Department of Psychology, Iowa State University, Ames, IA, USA.
Behav Res Methods. 2023 Apr;55(3):1259-1274. doi: 10.3758/s13428-022-01807-6. Epub 2022 May 31.
A police lineup is a procedure in which a suspect is surrounded by known-innocent persons (fillers) and presented to the witness for an identification attempt. The purpose of a lineup is to test the investigator's hypothesis that the suspect is the culprit, and the investigator uses the witness' identification decision and the associated confidence level to inform this hypothesis. Whereas suspect identifications provide evidence of guilt, filler identifications and rejections provide evidence of innocence. Despite the capacity of lineups to provide exculpatory information, past research has focused, almost exclusively, on inculpatory behaviors. We recently developed a method for incorporating all lineup outcomes in a single receiver operator characteristic (ROC) curve. The area under the full lineup ROC curve reflects the total capacity of a lineup procedure to discriminate guilty suspects from innocent suspects. Here, we introduce a Comprehensive R Archive Network (CRAN) package, fullROC, to support eyewitness researchers in using the full ROC approach to analyze lineup data. The fullROC package provides functions for adjusting identification rates, generating full ROC curves for lineup data, computing the area under the ROC curves (AUC), and statistically comparing the AUCs of different lineups. Using both simulated and empirical data, we illustrate the functionality of the fullROC CRAN package. In brief, the fullROC package provides a useful tool for eyewitness researchers to analyze lineup data using the full ROC method, which incorporates both the inculpatory and exculpatory information of eyewitness behaviors.

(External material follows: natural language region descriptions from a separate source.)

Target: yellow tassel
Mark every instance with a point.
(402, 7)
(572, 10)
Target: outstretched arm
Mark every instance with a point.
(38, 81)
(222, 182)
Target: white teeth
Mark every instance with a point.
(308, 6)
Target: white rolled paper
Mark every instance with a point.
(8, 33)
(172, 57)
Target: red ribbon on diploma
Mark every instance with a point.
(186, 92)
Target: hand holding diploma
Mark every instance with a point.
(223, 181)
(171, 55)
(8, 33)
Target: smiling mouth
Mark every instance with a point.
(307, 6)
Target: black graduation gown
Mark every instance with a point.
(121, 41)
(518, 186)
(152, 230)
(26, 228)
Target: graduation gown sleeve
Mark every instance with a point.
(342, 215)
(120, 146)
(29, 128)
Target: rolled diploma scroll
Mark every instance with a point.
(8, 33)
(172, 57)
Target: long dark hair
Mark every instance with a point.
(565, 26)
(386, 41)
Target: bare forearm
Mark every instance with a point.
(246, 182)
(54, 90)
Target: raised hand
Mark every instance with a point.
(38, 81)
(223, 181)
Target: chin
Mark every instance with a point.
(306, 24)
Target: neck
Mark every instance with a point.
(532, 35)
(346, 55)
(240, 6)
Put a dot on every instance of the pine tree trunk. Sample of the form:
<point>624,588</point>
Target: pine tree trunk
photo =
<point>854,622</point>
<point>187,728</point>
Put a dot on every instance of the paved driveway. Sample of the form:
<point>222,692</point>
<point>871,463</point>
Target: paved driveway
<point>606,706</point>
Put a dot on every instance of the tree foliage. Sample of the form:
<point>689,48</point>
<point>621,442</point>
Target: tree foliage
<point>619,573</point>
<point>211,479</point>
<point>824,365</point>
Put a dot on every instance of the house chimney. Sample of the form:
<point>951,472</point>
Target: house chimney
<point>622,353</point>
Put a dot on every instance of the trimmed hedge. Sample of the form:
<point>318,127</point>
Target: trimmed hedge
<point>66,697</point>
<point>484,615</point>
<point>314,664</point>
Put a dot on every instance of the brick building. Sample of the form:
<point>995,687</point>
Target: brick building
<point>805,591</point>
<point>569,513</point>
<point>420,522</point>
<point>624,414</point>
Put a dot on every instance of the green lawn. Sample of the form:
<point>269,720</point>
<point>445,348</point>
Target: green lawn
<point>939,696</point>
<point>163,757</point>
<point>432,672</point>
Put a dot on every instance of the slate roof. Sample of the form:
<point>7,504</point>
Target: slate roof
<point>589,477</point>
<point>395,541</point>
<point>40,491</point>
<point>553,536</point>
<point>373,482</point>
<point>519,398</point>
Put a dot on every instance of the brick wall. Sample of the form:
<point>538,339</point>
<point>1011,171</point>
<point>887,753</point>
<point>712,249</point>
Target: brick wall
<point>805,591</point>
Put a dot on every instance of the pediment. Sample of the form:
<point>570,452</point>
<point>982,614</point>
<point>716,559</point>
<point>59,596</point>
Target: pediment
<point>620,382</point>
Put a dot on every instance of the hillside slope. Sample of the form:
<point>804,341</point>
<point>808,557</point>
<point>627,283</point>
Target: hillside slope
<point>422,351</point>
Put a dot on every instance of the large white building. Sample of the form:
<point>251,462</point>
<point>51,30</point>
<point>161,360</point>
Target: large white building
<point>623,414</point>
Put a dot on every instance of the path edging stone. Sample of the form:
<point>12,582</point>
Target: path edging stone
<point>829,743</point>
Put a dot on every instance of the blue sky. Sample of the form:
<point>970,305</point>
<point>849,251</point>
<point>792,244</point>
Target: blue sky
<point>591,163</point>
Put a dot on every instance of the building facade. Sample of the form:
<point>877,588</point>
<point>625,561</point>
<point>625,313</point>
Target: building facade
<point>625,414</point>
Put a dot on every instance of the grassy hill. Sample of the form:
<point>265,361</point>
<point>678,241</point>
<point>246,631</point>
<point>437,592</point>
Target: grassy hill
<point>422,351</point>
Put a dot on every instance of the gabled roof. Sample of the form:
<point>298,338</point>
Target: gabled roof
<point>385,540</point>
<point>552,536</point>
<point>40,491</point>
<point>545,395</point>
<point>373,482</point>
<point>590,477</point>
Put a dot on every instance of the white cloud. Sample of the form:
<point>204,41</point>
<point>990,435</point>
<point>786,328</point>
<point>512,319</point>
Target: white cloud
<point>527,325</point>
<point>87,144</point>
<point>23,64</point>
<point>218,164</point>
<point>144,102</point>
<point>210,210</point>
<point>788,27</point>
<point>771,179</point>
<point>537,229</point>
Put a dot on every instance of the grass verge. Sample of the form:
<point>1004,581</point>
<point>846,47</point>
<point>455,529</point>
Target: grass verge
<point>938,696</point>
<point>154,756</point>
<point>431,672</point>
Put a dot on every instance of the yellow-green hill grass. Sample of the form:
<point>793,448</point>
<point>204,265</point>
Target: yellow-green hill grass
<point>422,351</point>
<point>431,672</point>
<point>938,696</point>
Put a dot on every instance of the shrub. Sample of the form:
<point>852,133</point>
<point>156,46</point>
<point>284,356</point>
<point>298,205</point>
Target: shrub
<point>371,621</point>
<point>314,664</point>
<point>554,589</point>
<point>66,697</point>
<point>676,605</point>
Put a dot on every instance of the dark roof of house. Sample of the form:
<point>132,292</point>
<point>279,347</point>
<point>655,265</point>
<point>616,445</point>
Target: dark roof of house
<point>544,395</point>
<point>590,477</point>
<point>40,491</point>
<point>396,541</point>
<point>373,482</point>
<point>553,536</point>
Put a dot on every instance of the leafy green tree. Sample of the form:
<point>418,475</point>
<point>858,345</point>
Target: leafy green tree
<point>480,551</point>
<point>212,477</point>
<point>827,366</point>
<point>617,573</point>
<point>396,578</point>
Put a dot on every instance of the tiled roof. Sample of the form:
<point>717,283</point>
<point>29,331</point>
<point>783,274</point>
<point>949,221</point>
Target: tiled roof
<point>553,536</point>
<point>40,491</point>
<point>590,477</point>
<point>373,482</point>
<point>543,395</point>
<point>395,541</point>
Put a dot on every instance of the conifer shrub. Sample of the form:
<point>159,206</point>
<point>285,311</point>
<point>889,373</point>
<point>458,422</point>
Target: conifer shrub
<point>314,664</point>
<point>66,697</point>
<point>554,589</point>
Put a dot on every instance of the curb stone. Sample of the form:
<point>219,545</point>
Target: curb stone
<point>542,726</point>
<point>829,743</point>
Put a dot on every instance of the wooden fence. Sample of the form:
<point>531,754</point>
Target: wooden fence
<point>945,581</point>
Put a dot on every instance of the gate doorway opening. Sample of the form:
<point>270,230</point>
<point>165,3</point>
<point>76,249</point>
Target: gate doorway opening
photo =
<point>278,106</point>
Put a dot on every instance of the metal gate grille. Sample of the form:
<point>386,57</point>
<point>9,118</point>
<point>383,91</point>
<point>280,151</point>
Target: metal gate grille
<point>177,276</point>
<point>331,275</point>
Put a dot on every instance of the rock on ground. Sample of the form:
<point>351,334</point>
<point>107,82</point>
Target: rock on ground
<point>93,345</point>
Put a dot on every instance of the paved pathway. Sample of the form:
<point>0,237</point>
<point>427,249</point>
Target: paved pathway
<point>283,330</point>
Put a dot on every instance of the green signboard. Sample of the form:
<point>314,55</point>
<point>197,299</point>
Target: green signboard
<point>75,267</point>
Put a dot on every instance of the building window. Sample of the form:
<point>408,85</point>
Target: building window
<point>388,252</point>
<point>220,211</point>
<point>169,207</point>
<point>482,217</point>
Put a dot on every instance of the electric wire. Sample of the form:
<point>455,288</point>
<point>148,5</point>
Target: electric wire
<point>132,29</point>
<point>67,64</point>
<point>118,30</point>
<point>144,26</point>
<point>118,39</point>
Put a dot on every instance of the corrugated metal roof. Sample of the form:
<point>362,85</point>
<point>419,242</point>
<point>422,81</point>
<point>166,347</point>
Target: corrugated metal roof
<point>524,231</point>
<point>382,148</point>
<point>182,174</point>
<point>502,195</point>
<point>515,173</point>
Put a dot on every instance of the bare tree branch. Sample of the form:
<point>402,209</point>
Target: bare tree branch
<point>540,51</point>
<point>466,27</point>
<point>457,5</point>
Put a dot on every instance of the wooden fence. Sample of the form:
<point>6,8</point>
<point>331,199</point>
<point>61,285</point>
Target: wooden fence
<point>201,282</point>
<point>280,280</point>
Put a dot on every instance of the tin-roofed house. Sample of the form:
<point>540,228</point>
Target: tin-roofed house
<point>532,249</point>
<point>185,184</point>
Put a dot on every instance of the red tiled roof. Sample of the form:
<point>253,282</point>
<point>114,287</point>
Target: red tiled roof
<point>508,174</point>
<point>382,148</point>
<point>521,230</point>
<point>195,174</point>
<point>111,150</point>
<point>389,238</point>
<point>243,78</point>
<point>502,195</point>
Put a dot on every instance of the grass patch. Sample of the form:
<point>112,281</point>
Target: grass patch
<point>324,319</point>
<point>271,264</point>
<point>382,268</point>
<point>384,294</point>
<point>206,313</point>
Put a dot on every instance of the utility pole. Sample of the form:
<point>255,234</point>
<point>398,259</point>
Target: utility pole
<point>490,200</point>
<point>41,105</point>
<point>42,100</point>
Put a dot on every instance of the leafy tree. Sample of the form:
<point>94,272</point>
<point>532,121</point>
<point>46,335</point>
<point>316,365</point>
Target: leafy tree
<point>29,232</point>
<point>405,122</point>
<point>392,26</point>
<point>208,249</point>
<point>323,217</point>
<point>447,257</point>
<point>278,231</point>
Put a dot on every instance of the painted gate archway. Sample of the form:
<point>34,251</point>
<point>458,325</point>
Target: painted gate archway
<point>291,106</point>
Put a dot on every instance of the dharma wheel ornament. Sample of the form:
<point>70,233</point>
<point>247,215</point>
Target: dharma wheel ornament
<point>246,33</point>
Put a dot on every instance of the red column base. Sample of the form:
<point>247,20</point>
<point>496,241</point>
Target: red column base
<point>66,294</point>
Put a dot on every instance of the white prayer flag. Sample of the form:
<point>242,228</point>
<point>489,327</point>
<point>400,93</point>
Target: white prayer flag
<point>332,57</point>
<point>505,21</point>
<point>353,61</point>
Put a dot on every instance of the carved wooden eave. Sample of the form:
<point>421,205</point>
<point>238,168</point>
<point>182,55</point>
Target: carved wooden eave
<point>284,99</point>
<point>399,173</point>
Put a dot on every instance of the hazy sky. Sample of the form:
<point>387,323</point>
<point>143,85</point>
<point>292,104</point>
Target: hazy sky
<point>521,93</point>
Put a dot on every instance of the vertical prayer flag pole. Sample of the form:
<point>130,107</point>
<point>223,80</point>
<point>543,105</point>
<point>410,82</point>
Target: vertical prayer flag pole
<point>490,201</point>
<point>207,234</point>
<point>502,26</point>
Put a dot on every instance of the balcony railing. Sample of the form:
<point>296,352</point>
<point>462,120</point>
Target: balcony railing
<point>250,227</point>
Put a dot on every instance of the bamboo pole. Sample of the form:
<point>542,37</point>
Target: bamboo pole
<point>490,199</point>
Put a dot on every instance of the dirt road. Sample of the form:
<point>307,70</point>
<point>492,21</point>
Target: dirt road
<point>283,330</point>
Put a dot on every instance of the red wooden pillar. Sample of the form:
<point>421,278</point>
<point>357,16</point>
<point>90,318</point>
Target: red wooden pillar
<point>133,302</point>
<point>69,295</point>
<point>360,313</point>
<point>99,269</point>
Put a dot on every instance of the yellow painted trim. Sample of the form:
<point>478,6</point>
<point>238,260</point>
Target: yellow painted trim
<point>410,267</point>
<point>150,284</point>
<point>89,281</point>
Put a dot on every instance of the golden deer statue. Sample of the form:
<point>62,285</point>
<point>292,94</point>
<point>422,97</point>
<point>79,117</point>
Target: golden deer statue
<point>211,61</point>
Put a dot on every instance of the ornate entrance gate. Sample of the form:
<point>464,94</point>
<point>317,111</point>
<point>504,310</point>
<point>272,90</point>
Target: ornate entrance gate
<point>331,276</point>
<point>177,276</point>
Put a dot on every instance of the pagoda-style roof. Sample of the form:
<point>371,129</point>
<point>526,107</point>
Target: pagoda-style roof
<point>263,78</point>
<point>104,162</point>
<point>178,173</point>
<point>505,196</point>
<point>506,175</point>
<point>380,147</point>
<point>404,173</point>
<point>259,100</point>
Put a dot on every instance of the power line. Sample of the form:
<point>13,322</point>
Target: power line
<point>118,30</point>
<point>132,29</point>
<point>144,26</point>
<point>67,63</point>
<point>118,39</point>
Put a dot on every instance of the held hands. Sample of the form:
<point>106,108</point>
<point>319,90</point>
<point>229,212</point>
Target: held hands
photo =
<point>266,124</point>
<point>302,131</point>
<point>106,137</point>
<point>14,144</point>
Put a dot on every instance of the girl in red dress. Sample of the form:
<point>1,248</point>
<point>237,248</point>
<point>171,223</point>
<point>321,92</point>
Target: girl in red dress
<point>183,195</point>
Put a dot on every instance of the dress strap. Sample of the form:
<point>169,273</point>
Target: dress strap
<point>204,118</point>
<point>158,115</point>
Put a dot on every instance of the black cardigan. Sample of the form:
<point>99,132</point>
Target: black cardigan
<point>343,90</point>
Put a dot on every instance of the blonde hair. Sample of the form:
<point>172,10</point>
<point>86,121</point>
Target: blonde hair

证人辨认列队是一种程序,其中嫌疑犯被一群已知的无罪者(填充物)包围,并被呈现给证人进行身份尝试。列队的目的是测试调查员的假设,即嫌疑犯是罪犯,调查员使用证人的身份识别决定和相关的置信水平来证实这一假设。虽然嫌疑犯的身份识别提供了有罪的证据,但填充物的身份识别和拒绝提供了无罪的证据。尽管证人辨认列队有能力提供无罪证据,但过去的研究几乎完全集中在有罪行为上。我们最近开发了一种方法,可以将所有证人辨认列队的结果纳入单个接收者操作特征(ROC)曲线中。完整证人辨认列队 ROC 曲线下的面积反映了证人辨认列队程序区分有罪嫌疑犯和无罪嫌疑犯的总能力。在这里,我们引入了一个全面的 R 档案网络(CRAN)包,fullROC,以支持目击者研究人员使用完整的 ROC 方法分析证人辨认列队数据。fullROC 包提供了用于调整身份识别率、为证人辨认列队数据生成完整 ROC 曲线、计算 ROC 曲线下面积(AUC)以及统计比较不同证人辨认列队 AUC 的功能。使用模拟和经验数据,我们说明了 fullROC CRAN 包的功能。简而言之,fullROC 包为目击者研究人员提供了一个有用的工具,用于使用完整的 ROC 方法分析证人辨认列队数据,该方法结合了目击者行为的有罪和无罪信息。